Confession time, I have this problem. It's embarassing. I'm so ashamed, but here ya go:
I'm addicted to Rock of Love
I can't help it. It's a weakness. I would love to blame it on me being this total 80s girl stuck back in the era of glam hair bands--well I am but that's not the point. I was never, ever a huge Poison fan. Never had a crush on Bret Micheals, I'm a Motley Crue, Nikki Sixx kind of girl, but I can't stop watching Rock of Love. I can't stop. It's crazy. This whole show is crazy.
I think the next series Rock of Love star should be Tommy Lee. He's crazy, the women contestants are obviously all a little nuts, except for Jess. She's actually kept her cool, and even though I don't know her, I feel she's been true to herself. Do you see, I've got a serious problem? Can you tell I am totally in love with the crazy?

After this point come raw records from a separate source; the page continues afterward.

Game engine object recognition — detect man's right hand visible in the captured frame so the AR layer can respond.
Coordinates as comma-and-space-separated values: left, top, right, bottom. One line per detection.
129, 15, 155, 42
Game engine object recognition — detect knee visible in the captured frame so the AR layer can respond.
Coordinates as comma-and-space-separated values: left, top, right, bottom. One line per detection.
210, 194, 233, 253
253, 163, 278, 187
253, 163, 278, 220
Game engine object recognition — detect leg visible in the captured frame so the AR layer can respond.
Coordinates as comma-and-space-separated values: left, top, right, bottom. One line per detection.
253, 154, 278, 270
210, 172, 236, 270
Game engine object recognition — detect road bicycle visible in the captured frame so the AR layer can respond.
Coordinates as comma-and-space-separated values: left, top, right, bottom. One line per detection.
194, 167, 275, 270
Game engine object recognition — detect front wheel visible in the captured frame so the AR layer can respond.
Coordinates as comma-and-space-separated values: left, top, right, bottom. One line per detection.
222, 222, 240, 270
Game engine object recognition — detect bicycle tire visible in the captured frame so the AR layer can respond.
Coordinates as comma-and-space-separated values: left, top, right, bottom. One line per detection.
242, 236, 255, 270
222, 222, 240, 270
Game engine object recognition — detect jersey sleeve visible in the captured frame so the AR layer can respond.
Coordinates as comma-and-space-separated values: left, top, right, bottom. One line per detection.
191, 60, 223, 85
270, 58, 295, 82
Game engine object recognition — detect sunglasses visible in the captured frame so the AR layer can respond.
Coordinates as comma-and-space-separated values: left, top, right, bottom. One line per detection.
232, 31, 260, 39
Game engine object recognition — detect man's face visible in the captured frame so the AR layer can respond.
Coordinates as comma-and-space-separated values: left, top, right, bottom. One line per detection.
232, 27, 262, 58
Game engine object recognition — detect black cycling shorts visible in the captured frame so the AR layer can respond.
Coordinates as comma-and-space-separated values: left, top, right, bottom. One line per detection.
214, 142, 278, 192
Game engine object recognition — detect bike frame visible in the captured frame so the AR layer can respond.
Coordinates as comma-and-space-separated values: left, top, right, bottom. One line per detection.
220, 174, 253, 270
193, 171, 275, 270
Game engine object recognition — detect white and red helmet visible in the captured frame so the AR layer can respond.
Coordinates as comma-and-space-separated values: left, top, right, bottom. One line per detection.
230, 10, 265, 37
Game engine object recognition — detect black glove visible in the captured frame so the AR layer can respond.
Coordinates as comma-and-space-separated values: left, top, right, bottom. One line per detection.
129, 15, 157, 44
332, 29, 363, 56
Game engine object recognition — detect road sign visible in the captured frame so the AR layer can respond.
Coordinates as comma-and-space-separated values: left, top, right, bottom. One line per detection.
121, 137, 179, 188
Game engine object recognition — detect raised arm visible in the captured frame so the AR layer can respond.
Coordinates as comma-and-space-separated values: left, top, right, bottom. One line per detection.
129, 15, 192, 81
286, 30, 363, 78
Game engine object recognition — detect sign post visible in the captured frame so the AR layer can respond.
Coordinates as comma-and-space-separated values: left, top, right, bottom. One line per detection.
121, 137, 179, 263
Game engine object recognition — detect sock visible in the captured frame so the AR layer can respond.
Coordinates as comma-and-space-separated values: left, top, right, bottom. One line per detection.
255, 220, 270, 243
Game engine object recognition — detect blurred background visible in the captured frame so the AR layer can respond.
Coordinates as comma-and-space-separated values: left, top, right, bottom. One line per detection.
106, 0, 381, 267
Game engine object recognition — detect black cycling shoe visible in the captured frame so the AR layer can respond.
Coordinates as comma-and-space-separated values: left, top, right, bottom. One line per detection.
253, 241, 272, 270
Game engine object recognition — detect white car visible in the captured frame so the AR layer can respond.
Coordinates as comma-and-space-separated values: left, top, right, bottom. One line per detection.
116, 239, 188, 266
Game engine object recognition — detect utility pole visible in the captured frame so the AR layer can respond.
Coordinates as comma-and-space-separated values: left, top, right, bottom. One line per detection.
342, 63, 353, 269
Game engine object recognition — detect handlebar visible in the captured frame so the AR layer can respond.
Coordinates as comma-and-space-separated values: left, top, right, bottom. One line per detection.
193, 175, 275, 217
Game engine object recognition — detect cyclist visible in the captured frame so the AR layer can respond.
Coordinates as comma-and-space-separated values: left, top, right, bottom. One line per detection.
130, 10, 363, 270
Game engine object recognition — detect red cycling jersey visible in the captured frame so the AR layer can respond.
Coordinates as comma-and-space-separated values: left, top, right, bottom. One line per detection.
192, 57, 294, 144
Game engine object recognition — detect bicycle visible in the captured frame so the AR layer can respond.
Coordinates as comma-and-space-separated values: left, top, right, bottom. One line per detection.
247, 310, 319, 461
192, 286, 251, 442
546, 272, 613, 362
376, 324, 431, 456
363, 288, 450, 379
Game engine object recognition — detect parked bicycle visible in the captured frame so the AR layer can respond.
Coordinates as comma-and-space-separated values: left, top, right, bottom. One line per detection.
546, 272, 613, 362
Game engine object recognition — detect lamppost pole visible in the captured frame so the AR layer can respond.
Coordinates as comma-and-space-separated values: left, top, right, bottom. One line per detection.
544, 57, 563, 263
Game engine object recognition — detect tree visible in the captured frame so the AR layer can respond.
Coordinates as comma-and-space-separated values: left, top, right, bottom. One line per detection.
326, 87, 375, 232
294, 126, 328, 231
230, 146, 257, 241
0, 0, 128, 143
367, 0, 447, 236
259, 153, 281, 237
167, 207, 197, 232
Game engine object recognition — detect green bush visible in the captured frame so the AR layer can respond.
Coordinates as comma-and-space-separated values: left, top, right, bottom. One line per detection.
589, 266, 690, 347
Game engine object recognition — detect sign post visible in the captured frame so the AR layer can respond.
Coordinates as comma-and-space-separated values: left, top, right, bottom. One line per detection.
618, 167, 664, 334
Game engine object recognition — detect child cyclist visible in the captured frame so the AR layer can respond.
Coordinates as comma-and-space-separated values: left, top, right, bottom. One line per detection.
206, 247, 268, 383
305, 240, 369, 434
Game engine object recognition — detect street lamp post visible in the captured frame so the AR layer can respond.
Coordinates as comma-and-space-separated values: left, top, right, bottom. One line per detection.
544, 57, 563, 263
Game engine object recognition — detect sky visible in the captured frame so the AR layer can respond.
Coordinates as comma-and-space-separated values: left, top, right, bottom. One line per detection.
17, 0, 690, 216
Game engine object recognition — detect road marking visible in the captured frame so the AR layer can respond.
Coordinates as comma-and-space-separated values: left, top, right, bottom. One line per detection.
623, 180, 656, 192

Other than that, I have discovered that I prefer 16 month olds to 16 yr olds and 19 month olds to 19 year olds. I feel that keeping toxic poisons out of reach of small toddler hands was much easier than trying to keep one's teens from being toxic. I knew that as the boys got older, their needs would change, what they needed from me would change but this last week I've felt like one of those parents that doesn't have a clue about what's going on in her kids lives and in all honesty, we do talk, I do have a clue but when several things hit you at once, whew, I'm glad to kiss the past week goodbye, bygones and time for fresh starts with a strengthed parent/teen relationship--I hope unless of course they are playing me which is possible, but I think we all are on the same page.
With any luck pictures in a day or two of some fat bottomed bags, one is going to be a gift and I'm still avoiding the sewing in of the lining because I'm a big fatbottomed baby. Maybe I'll suck it up and do it tonight.